BVerwG Fehmarnbelt-Tunnel: Die FAZ (Corinna Budras/Christian Müssgens) und LTO berichten vom Prozessbeginn am Bundesverwaltungsgericht. So habe das Gericht die Klagebefugnis einer Reederei gegen den Tunnelbau angezweifelt. In den Artikeln wird vor allem das Projekt und der Streit darum vorgestellt. 

OLG Düsseldorf  IS-Terrorzelle/Ravsan B.: Am Oberlandesgericht Düsseldorf hat der Prozess gegen den Wuppertaler Ravsan B. begonnnen, der Teil einer tadschikischen IS-Terrorzelle gewesen sein soll. B. schwieg zu Prozessbeginn. LTO stellt vor allem den Inhalt der Anklage dar. Unter anderem sollte ein bei Youtube aktiver Islamkritiker ermordet werden.
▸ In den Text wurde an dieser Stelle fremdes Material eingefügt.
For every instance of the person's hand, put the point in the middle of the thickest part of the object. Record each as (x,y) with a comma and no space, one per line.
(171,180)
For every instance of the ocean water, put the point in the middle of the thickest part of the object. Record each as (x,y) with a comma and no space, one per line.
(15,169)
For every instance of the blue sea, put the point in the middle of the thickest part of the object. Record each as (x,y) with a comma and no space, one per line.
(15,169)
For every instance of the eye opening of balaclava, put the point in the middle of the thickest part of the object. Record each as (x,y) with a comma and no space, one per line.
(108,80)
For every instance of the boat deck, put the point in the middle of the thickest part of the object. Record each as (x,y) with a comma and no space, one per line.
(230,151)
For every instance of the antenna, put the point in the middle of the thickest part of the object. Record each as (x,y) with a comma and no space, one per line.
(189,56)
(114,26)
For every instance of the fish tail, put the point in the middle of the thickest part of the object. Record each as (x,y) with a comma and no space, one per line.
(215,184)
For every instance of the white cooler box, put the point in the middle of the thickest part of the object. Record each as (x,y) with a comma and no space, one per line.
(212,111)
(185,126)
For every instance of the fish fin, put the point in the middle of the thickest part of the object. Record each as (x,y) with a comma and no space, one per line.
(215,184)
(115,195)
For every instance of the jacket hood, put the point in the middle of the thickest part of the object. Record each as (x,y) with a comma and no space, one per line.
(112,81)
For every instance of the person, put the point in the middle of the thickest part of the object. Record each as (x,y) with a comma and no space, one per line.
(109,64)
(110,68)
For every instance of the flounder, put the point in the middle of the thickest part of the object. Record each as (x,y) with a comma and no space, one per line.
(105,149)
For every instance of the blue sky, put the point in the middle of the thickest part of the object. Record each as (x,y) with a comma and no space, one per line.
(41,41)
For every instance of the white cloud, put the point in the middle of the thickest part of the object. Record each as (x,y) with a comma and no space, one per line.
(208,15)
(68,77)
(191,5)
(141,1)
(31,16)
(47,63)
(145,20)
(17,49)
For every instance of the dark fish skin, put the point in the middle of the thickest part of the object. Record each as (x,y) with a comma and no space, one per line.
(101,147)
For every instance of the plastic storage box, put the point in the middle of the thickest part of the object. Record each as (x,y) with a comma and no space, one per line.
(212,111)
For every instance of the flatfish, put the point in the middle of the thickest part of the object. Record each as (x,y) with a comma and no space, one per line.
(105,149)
AG Alsfeld  Doxing: Am Amtsgericht Alsfeld hat der Prozess gegen einen heute 22-Jährigen begonnen, der im Dezember 2018 persönliche Daten und Kommunikation von Politikern und Journalisten unter dem Tarnnamen Orbit im Internet veröffentlichte. Teilweise waren die Dokumente schon vorher von anderen Tätern besorgt worden. Dem jungen Mann, der zum Rechtsextremismus tendieren soll, wird nun "Ausspähen und Veränderung von Daten", "Datenhehlerei", die "Vortäuschung von Straftaten" und "Erpressung" vorgeworfen, berichtet die SZ (Constanze von Bullion/Jannis Brühl).

Recht in der Welt

Österreich  Ibiza-Affäre: Die Staatsanwaltschaft hat die Ermittlungen gegen Ex-FPÖ-Chef Heinz-Christian Strache eingestellt, berichtet die SZ (Cathrin Kahlweit). Ihm konnte keine Untreue bei illegaler Parteienfinanzierung über FPÖ-nahe Vereine nachgewiesen werden, obwohl er darüber im so genannten Ibiza-Video gegenüber einer scheinbaren russischen Oligarchen-Nichte berichtet hatte. Korruptions-Delikte konnte er nicht begehen, weil er noch kein Amt inne hatte.

USA  Bader Ginsburg-Nachfolge: Senator Lindsey Graham, der republikanische Vorsitzende des Rechtsausschusses des Senats, geht laut FAZ davon aus, dass die republikanische Mehrheit für die sofortige Ernennung einer konservativen Nachfolgerin für die gestorbene Supreme-Court-Richterin Ruth Bader Ginburg steht. spiegel.de (Ralf Neukirch) stellt potenzielle Abweichler unter den republikanischen Senatsmitgliedern vor. LTO berichtet allgemein über den Stand des Verfahrens.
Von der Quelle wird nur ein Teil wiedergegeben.